United Future New Zealand Minority Report On New Zealand Superannuation Bill

United Future leader, Hon Peter Dunne, has produced a minority report on the Finance and Expenditure Committee's report on the Government's Bill establishing the New Zealand Superannuation Fund. His report, which has been included in the official report on the Bill, and which sets out the basis of United Future's support for the legislation, is reproduced here as follows:

United Future New Zealand Minority Report on New Zealand Superannuation Bill

United Future New Zealand's support for the New Zealand Superannuation Bill does not imply satisfaction with all of the Bill's provisions.

Issues such as the impact of the New Zealand Superannuation Fund on savings patterns; and its overall impact on the operation and performance of the New Zealand economy raise concerns which will require careful ongoing consideration by future Parliaments.

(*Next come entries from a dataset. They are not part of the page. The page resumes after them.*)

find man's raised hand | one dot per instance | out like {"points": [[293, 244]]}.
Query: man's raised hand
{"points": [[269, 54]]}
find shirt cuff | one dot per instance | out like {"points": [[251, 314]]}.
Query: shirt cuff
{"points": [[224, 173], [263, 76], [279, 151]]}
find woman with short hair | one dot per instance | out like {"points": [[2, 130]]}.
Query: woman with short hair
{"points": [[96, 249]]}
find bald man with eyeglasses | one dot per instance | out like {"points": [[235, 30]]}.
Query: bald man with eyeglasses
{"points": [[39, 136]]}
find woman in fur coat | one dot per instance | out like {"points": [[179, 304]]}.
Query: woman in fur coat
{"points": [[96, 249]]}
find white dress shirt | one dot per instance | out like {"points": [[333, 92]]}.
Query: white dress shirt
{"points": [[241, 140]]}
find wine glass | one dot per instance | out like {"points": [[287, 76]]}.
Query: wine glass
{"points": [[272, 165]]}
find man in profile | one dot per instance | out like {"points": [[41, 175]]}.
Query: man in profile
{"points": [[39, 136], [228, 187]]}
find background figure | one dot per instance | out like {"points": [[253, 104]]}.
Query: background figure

While it is arguable that the Bill's implicit trade-off between the establishment of the Fund, and, for example, the scope for future tax reductions is acceptable to New Zealanders at present, it is impossible to speculate what the public view might be in 10, 15, or 20 years time. Indeed, it is even impossible to know whether the Fund will exist that long into the future, as these are matters for future Parliaments and Governments to determine.

However, it is United Future's strongly held view that these issues are secondary to the imperative of establishing a stable and certain environment for the ongoing provision of the publicly funded portion of superannuation. The history of the last 25 years on this issue has been completely unsatisfactory, and no political party has emerged with credit.

The New Zealand Superannuation Bill provides an opportunity to establish a measure of certainty over long term provision and funding that Parliament should not pass up. More importantly, having established that platform, the Bill then opens up the wider opportunity for genuine multi-party discussions on the future design of New Zealand superannuation.

United Future's view is that the only effective guarantor of a viable New Zealand superannuation scheme into the future is a robust multi-party agreement, enshrined in an Accord, or its equivalent, and that these discussions must now begin in earnest. This Bill should be seen as the first step in that process, and that is the sole basis of United Future's support for it.